Psikoloji

Uzak mesafe ilişkisi Beyza -Mustafa

Gizli Kullanıcı23 Mayıs 2025 20:06

Danışan Betül Canbel Öncelikle yazdıklarınız için ve yorumlarınız için çok teşekkür ederim. Biz Beyza ile ilişkimizi bu kadar açık açık derinlere inerek kimse ile şu ana kadar paylaşmadık, bu süreçte destekleriniz için teşekkür ederim. Evet gizli cümle olarak aldığınız "yetebilmek" kelimesi aslında benim sadece Beyza üzerinde değil hayatım boyunca kendi içimde çeliştiğim bir konu. Sadece ilişki anlamında değil şu ana kadar hayatımda başarılı bir hayatım olduğunu düşünmüyorum ve bu hissi yasayamiyorum. Meslek olarak güzel bir mesleğimin olduğunu düşünüyorum, elektrik mühendisiyim. Ancak öğrenim yıllarında da daha sonra ki iş hayatımda da ciddi bir özgüven eksikliği ve bunun yanında da başarılı olmak isteyen ancak bunun için adımlar atamayan, atmayan biri olarak görüyorum kendimi. Meslek hayatımda sadece his olarak değil gerçekten de bir başarı anlamında bir durum görmüyorum, geleceğe dair kendimde mesleki bir gelecek göremiyorum. Bunu şu yüzden anlatıyorum, benim bu hayatımda yaşamış olduğum bu eksikliklerin ilişkime de olumsuz yansıdığını düşünüyorum. Evet maddiyat hususu gerçekten de beni çok tedirgin eden bir konu. Söylemiş olduğunuz konusunda size katılıyorum, yük iki kişi tarafından ortaklaşa paylaşılacak bir durum. Ancak önümüzde gerçekleri değerlendirmemiz gerektiği zaman benim maddi durumum şu anda çok elverişli değil hem süreci hem de süreç sonunda ki durumda ciddi bir maddiyat sorunu olacağını görüyorum, bu durumda birlikte paylaşmamiz gerekecek bu durumu ama diğer yazımda da belirtmiş olduğum gibi Beyzanin istemediği bir işte çalışmanı istemiyorum çünkü onu tanıyorum bu durumda bana söylemese bile çok mutsuz olacağını biliyorum. Kendi mesleği hususunda bir iş bulması şu anki ülkemiz şartlarında çok zor gözüküyor. Bu durumlarda beni tedirgin etmiş oluyor . Birlikte yük paylaşmak kelimesine katılıyorum ancak Beyzanin hiç şehir dışında yaşamamış olması ve bütün hayatından koparak yanıma gelmesi durumunda zaten Beyza çok fazla bir yük almış olacak. Bu durumda da benim onunla bunu paylaşabilmem için diğer yükleri de ben almam gerekiyor ki Beyzanin üzerine daha da yuk ekleyerek onu mutsuz etmek istemiyorum. Bilmiyorum belki de yanlış düşünüyorum ancak bu şekilde düşünüyorum. Söylemiş olduğunuz gibi bir kağıda düşüncelerimi aktaracağım, bunun olması size kendimi de daha iyi ifade etmeme de yardımcı olacağını düşünüyorum size içtenlikle yazıyorum ancak kelimelerle kendimi çokta ifade edemediğimi de düşünüyorum.
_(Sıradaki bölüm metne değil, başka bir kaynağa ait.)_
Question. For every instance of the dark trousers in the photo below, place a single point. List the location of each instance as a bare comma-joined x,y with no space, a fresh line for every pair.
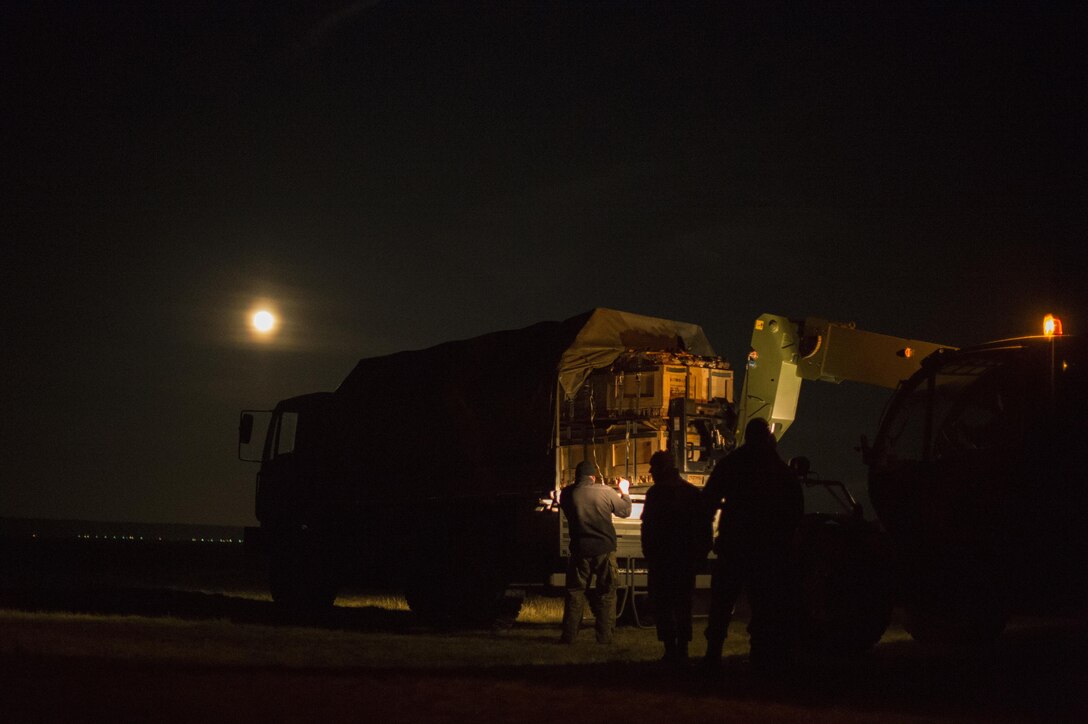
591,579
769,579
671,586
Bu soru 24 Mayıs 2025 12:48 tarihinde Psikolog Betül Canbel tarafından cevaplandı.

  • Cevaplandı

  • Paylaş:

Merhaba Sevgili Mustafa,


Yazdıklarını dikkatle okudum. Anlattıklarında hem hayatına hem ilişkine duyduğun özeni hem de iç dünyandaki çatışmaları anlıyorum. Beyza ile ilişkiniz, yalnızca bir sevgili ilişkisi değil, aynı zamanda senin içsel dünyanda birçok değeri temsil eden, hayatına yön veren bir bağ olmuş gibi görünüyor. Bu ilişkinin seni dönüştürdüğünü, yüzleşmekten kaçındığın taraflarınla tanıştırdığını ve seni derin bir içsel yolculuğa çıkardığını görebiliyorum. Bu yolculuğun her adımı kıymetli çünkü seni sadece ilişki bağlamında değil, birey olarak da geliştirme potansiyeli taşıyor.


Yazdığın soruda geçen “yetebilmek” ifadesi, sadece Beyza'ya değil, hayata, kendine, geçmişine, ailene ve işine dair taşıdığın bir yükü temsil ediyor olabilir. Bu sözcüğün içeriğinde hem bir özlem hem de bir yetersizlik hissi yatıyor. “Yetebiliyor muyum?” sorusu, birçok insanın hayatı boyunca kendine sorduğu temel sorulardan biridir ve senin bu kadar erken yaşta bunu bu kadar derin sorman, içgörünün ne kadar yüksek olduğunu gösteriyor. Elektrik mühendisi olduğunu, objektif olarak baktığında toplumun gözünde saygın ve iyi bir mesleğe sahip olduğunu belirtmişsin. Fakat buna rağmen içsel olarak tatmin olamaman, başarının dış kriterlerle değil, içsel dengeyle ilgili olduğunu çok güzel anlatıyor aslında. Başarılı hissetmek için önce kendi iç dünyanda “ben bu yoldayım ve bu yol benimle uyumlu” diyebilmek gerekiyor. Senin bu noktada yaşadığın şey, bir nevi içsel yönsüzlük hissi gibi.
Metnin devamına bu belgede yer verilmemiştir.